The picaxes are very easy programmable by some basic dialect from the vendor. The Editor and the software are free of charge. Of course one might also program this in assembler for blank PICs or for the Atmel AVRs, but this was one of my first projects after I tested the picaxes. In the meantime I work on a better version with several PWMs on an AVR.

The picaxes are very good for beginners because the requirements to the hardware are very simple and the basic-language is easy to learn. With less than 30€ you can start to explore the wonderful world of microcontrollers. The disadvantage of this cheap chip (18M) is the limited RAM.
If you chose other features or connect the picaxe different you might have to adjust the program.
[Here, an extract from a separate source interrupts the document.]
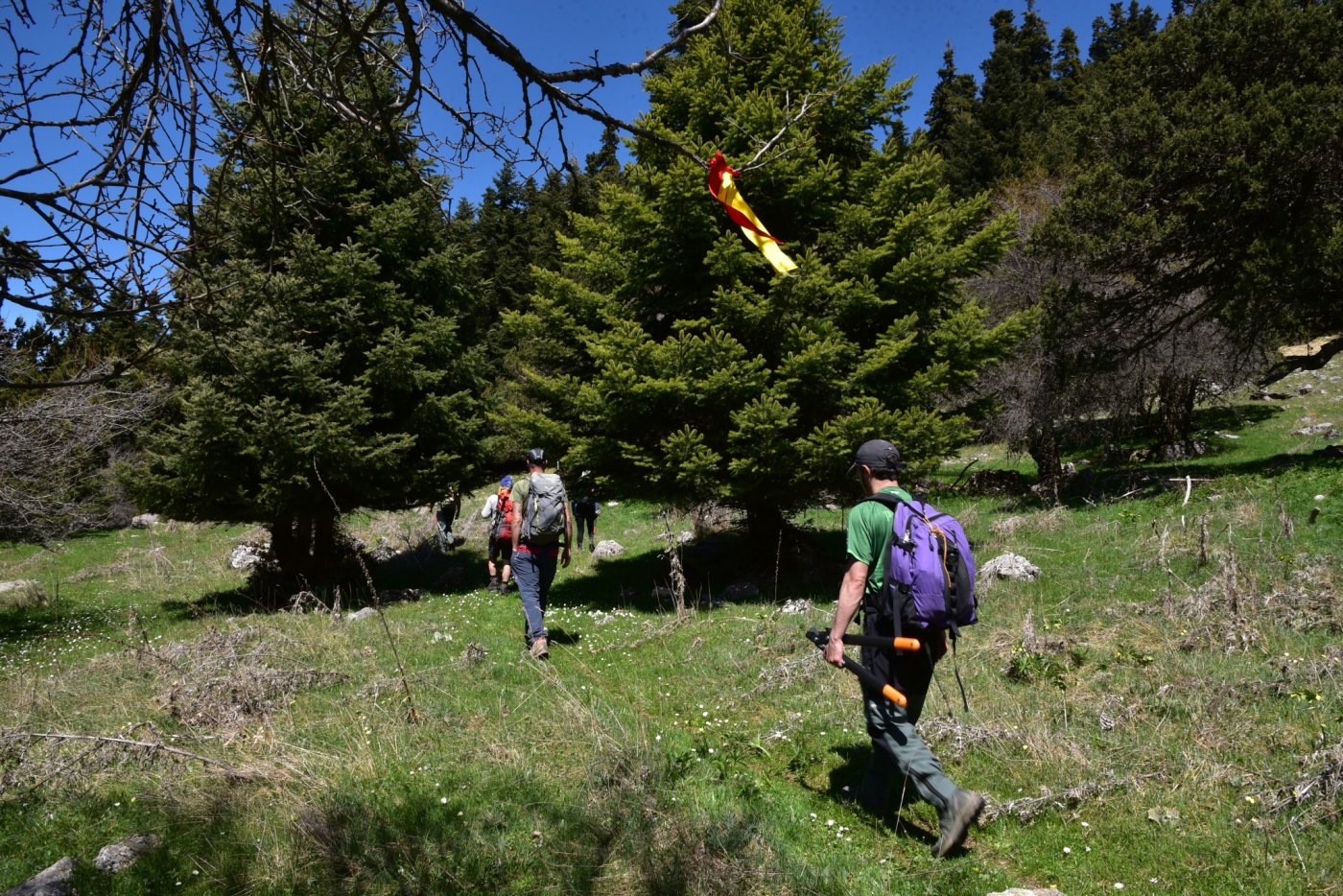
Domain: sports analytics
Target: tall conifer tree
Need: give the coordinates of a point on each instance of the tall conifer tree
(329, 360)
(668, 355)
But surely you will have to make adjustments to the transitions between the individuals strips.

As you can see in the listing the variable w6 (a word-variable) acts as a counter – variable and as the parameter for the PWM. With the chosen PWM-frequency of 4kHz the values for 1% to 99% duty-time are 10 to 990 respectively. With the calculations in the loop we get a nearly exponential decrease or increase of LED-brightness. This is the optimal when you control LEDs with PWM. When switching on or off one strip, this is compensated by the software by changing the value of the PWM.

For example let’s look at the sunset. Initially the outputs 0,  4 and 5 are switched high, that means the respective strips are switched on via the ULN2803A. Then the loop reduced brightness until the variable in w6 is smaller than 700. At this point pin0 is switched low and pin2 is switched high. The new value of w6 is set to 900.
This means that the lamp with strips 0, 4 and 5 at PWM-level 700 is nearly as bright as the lamp with strips 2, 4 and 5 at PWM-level 800. To find out these values you have to test around and try some different values. Try to stay somewhere in the middle, because when you dim down the lamp in the first loop too much, you can not make much in the second loop. This will reduce the colour-change-effect.
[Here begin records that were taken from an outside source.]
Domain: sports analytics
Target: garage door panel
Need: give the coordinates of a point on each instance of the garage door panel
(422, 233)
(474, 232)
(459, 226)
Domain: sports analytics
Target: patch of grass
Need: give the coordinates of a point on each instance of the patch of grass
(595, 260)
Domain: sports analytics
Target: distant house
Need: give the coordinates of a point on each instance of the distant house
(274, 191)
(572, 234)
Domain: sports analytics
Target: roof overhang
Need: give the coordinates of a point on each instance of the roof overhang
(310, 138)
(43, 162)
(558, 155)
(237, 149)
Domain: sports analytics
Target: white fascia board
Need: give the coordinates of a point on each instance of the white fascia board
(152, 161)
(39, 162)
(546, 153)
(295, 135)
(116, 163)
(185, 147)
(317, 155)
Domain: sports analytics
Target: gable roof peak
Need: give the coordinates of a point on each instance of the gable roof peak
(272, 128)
To adjust the PWM-settings I used a subroutine that also uses the value of w5 to pause the program. At this point the speed comes in the game. Only during start-up the potentiometer is checked and the value is stored in w5. The number of steps in each loop of the program are fixed, but by changing the value of w5 from 750 to around 5100, the pause in each step changes from 0.75s to 5s.
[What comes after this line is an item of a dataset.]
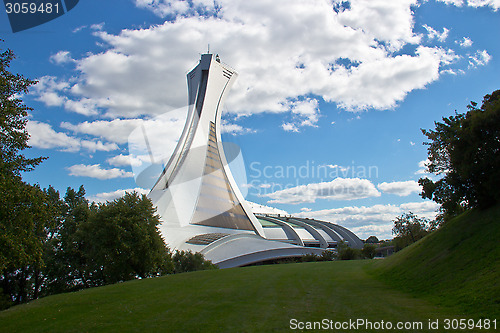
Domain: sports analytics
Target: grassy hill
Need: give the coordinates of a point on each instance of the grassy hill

The number of steps in each loop might also be adjusted by changing the fraction for the exponential de- or increase. But make sure not to use to small fractions, because the variable w6 is always a whole number! If you would use 99/100 as a fraction and apply that to a value of 10, that would give you 9.99 in decimals but again 10 in integers. Also keep in mind that w6 might not exceed 65325!